Author Topic: Australia adopts Jellicoes Plan for the defence of Dominion.  (Read 13905 times)

Offline Volkodav

  • Counts rivits with his abacus...
  • Much older now...but procrastinating about it
Re: Australia adopts Jellicoes Plan for the defence of Dominion.
« Reply #50 on: May 18, 2015, 10:07:02 AM »
Thanks for that, reading it now.  Very interesting so far especially seeing the exact make up of a fleet unit and the calculations of what a suitable size force for Australia should be, in terms of population, budget, trade.  Objects of having a fleet, i.e. ensuring that any attacking force required to over power the RAN would have to be large enough and take long enough to assemble as to attract the attention of the RN. 

A fleet unit an Armoured Cruiser (later Battle Cruiser), three cruisers, six destroyers and three submarines is not actually that larger or daunting a force to imagine Australia being able to maintain two or more of them long term.  In fact, from what I have read so far it sounds as if the RAN operating multiple Fleet units was seen as inevitable.

Wow! Ok just got to chapter 1 and proposed fleet size, 8 armoured cruisers, 8 cruisers, wow!  Basically two fleets, one east and one west, each with three fully manned fleet units and a reserve fleet unit.  All of this calculated pre-war and assessed as affordable based on the size of Australia's population and economy, as well as wise considering the critical importance of sea trade to the economy and the truth that any invader must come by sea.

This document is amazing, thankyou.
« Last Edit: May 18, 2015, 10:17:17 AM by Volkodav »

Offline Volkodav

  • Counts rivits with his abacus...
  • Much older now...but procrastinating about it
Re: Australia adopts Jellicoes Plan for the defence of Dominion.
« Reply #51 on: May 22, 2015, 10:29:26 PM »
Reading through the document it becomes apparent that Jellicoe's plan, far from being a dramatic increase in the proposed size and capability of the RAN was actually a severe reduction to the tune of approximately 75% of what had been planned to be in service by the 1930s, i.e. two fleet units instead of the planned fleet with two large independent squadrons, each with 4 battle cruisers, four cruisers, a flotilla of destroyers and a squadron of submarines plus support vessels and multiple naval bases and naval dock yards.  The force structure that evolved instead was actually more akin to unilateral disarmament.

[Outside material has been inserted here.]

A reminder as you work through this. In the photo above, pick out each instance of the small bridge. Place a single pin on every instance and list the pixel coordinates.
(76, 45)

This changes all my assumptions and has me reading Browns "The Grand Fleet" to get a handle on the thinking of the time and possibilities for the RAN in light of this new information.

Offline M.A.D

  • Also likes a bit of arse...
  • Wrote a great story about a Christmas Air Battle
Re: Australia adopts Jellicoes Plan for the defence of Dominion.
« Reply #52 on: August 08, 2020, 07:50:40 PM »
This usually worst for the Indigenous population - there were plans in early 1942 to massacre all Aborigines in Arnhem land, at one point, to prevent them being used by any potential Japanese invasion force as labourers and bearers

Any chance you can give me the source of this Rickshaw??😞

MAD

Offline Rickshaw

  • "Of course, I could be talking out of my hat"
Re: Australia adopts Jellicoes Plan for the defence of Dominion.
« Reply #53 on: August 23, 2020, 11:28:54 AM »
This usually worst for the Indigenous population - there were plans in early 1942 to massacre all Aborigines in Arnhem land, at one point, to prevent them being used by any potential Japanese invasion force as labourers and bearers

Any chance you can give me the source of this Rickshaw??😞

MAD

It was mentioned in a book about defending the north against the Japanese.  It was just as quickly apparently canned because the Indigenous population was thought to be too great an asset.

Offline Volkodav

  • Counts rivits with his abacus...
  • Much older now...but procrastinating about it
Re: Australia adopts Jellicoes Plan for the defence of Dominion.
« Reply #54 on: August 23, 2020, 07:58:41 PM »
Prewar the difficulty was convincing the people in northern Australia not to kill Japanese fishermen on sight due to their record of abducting local women to use as sex slaves during their long fishing expeditions, then throwing them overboard to drown before returning to port in Japan.  There were quite literally Aboriginal men in gaol for killing Japanese in the 30s who were quite confused when armed and told to kill Japanese in 1942.